There are eight countries in South Asia, yet oftentimes, people assume all South Asians are from India. Cultures in these countries differ. For example, Pakistan is an Islamic republic, while most people in India identify with Hinduism. In Myanmar, most people practice Buddhism. South Asia is also one of the most linguistically diverse regions in the world, with people speaking more than 650 languages today.
Ignorant comments about Islam, Hinduism and Buddhism
It should go without saying that the vast majority of Muslims aren’t terrorists, that Hindus don’t actually worship cows and that not all Buddhists are pacifists. There are nearly 3.5 million Muslims in the U.S., and Islam is, at its root, an Abrahamic religion similar to Christianity and Judaism. People who practice Hinduism are often vegetarians who don’t eat beef because they view cows as symbols of life that should be revered, but do not see the animals as gods. And Buddhists have indeed fought in wars; in the early 1900s, Tibetan Buddhists fought against British forces that invaded Tibet. Additionally, many Japanese priests and Zen masters supported Japan’s military expansion during World War II.
Reducing people’s religious practices to stereotypes erases their cultures and diminishes the significance of their beliefs. If you’re interested in learning more about someone else’s religion, do your own research and engage in respectful conversations with peers who have different beliefs.
“Are you in an arranged marriage?”
While some South Asian cultures practice arranged marriage, there are many xenophobic misconceptions about this practice. First, arranged marriages differ from forced marriages, and love and consent are not exclusive from them. While forced and underaged marriage are problems activists across the globe are fighting, they’re not exclusive to South Asia. Child marriage is a problem in the U.S. as well; Idaho has the highest rate of child marriages and 20 U.S. states do not have legislation that requires a minimum age to wed.

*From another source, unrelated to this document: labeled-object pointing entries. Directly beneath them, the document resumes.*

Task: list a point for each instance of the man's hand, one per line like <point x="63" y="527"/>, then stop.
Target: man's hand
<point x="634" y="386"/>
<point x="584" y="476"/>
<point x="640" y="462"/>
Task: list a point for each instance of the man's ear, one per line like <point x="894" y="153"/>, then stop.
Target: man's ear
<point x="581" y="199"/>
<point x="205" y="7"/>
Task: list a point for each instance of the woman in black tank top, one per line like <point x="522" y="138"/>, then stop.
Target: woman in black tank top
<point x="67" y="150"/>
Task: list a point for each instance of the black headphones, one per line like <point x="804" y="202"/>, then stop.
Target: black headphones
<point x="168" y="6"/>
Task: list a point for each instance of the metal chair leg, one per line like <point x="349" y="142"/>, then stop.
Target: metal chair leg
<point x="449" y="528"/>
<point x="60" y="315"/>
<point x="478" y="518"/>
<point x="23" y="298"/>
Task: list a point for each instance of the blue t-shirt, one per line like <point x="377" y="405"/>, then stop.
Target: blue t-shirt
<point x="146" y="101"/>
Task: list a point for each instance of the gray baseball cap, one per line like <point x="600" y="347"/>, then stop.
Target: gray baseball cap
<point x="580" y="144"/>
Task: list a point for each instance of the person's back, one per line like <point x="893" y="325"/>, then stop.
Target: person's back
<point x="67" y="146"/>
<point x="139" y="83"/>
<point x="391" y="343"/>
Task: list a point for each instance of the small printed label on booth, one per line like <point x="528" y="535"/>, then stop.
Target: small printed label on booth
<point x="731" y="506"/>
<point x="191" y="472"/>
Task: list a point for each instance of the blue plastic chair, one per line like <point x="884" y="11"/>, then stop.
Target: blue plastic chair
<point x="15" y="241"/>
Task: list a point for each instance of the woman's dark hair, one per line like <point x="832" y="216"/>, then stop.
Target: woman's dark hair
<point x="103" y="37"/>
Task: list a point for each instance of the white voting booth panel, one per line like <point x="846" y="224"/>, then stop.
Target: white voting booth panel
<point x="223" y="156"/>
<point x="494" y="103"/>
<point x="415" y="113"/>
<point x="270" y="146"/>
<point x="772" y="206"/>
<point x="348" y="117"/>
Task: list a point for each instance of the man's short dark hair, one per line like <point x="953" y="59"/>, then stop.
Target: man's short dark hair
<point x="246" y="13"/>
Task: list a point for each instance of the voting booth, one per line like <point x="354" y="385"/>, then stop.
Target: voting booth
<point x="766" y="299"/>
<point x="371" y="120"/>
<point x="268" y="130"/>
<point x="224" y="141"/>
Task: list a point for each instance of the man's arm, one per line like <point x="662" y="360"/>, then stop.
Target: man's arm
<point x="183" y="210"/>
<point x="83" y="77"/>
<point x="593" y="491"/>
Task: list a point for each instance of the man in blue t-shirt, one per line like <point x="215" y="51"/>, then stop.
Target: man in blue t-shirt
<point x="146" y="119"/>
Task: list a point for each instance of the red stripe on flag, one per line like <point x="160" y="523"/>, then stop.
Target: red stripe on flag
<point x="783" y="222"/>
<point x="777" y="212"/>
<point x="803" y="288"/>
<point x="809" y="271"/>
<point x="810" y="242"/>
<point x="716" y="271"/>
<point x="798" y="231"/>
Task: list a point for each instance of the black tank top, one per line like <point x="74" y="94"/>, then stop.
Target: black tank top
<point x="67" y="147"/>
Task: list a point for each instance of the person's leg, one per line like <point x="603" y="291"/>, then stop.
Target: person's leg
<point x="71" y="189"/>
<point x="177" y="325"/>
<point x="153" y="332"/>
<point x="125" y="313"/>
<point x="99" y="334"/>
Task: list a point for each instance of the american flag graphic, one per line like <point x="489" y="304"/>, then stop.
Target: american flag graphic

Mocking stereotypical “Indian” accents
If someone’s first language isn’t English, it means they know at least two languages — more than the majority of America, which is around 80% monolingual. Because there are so many languages spoken in South Asia, many South Asian immigrants know several languages, even if they can’t speak English fluently or without an accent. Someone’s accent or level of proficiency in a language that is foreign to them is not a measure of their intelligence.
Expecting South Asians to be the spokespeople of their own culture
A 2020 University of California, Berkeley study on South Asian American students facing microaggressions found that others expecting these students to be the model for their heritage and cultures was a prominent issue. Many of these students were American-born and did not necessarily identify with their heritage as much as others expected them to.
“[Teachers] didn’t understand I was fully American and born in this country too,” one student said.
“My family doesn’t celebrate Diwali but I always had to talk about it,” said another.
South Asian American cultures and experiences are not a singular entity, and no one person should bear the burden of representing their entire culture. As the Berkeley study found, these callouts led to embarrassment and Othering (a process where individuals or groups are defined and labeled as not fitting in within the norms of a social group) rather than cultural sharing or feelings of solidarity.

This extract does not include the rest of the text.